Pemerintah juga dinilai masih belum sepenuhnya mempercayai kemampuan rakyatnya khususnya orang rawa gambut dalam mengelola hutan dan rawa gambut yang tersebar di Indonesia, hal ini tercermin dari masih kecilnya jumlah kawasan perhutanan sosial yang diberikan kepada rakyatnya dibandingkan dengan target pemerintah yang tercatat dalam Rencana Pembangunan Jangka Menengah Nasional (RPJMN) yakni sebesar 12,7 juta Ha.

Padahal realisasi perhutanan sosial di mana lahan dikelola oleh rakyat diyakini mampu mendorong perekonomian dan kesejahteraan rakyat dengan tetap menjaga ekosistem rawa gambut dan keadaan hutan menjadi tetap lestari.
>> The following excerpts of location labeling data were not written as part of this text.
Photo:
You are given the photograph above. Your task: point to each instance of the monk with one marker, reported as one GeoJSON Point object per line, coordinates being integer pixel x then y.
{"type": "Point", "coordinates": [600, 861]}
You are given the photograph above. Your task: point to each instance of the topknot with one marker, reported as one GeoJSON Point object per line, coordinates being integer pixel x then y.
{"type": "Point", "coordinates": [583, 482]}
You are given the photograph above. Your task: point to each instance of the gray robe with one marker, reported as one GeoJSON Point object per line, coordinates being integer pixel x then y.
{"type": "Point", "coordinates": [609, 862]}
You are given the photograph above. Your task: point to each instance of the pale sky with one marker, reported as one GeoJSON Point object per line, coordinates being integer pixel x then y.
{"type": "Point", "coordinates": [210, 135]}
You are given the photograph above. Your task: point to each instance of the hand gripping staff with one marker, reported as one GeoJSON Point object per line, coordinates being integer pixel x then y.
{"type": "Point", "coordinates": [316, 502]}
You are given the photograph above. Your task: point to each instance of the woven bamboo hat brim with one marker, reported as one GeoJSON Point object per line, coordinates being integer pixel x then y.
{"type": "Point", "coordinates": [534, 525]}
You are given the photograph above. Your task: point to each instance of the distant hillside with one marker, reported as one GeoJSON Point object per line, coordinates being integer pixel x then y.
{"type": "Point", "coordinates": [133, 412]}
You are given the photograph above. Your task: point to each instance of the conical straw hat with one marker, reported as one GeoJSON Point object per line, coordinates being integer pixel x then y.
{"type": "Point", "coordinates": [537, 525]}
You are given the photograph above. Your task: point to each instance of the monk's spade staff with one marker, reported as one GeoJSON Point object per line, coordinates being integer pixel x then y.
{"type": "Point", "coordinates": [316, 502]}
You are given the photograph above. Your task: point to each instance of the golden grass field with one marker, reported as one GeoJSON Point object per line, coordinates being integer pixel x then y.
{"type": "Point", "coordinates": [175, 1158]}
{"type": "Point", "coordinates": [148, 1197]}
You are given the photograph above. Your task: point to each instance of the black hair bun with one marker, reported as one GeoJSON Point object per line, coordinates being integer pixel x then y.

Terbukti rakyat yang tinggal di wilayah atau areal sekitar hutan memiliki kemampuan serta kearifan lokal yang telah dijaga turun temurun terkait pemanfaatan areal hutan dan rawa gambut tanpa merusak ekosistem yang ada. Pemanfaatan rawa gambut berdasarkan teknologi hasil penelitian dan kearifan lokal dalam penataan air dan pengaturan tanaman, terbukti mampu menghindari kerusakan ekosistem rawa gambut.

Handel-sebagai-sistem-pengairan-jalur-transportasi-Suku-Ngaju.-Foto-KpSHK
http://kpshk.org/2015/02/28/pelestarian-ekosistem-gambut-oleh-suku-ngaju-2/

Orang Rawa Gambut perlu dukungan karena sampai saat ini pemerintah belum menerbitkan peraturan pemanfaatan ekosistem gambut untuk perhutanan sosial. Pemerintah telah memberikan perijinan pengelolaan hutan kepada masyarakat yang berada di wilayah sekitar dan dalam hutan termasuk dalam wilayah restorasi gambut.

Melalui dialog dan loby kebijakan kita bisa menyampaikan Salam Orang Rawa Gambut dengan mendesak Kementerian Lingkungan Hidup dan Kehutanan untuk segera menerbitkan kebijakan berupa Peraturan Menteri LHK tentang Pemanfaatan Ekosistem Gambut untuk Perhutanan Sosial.

Salam Lima Jari dari Orang Rawa Gambut.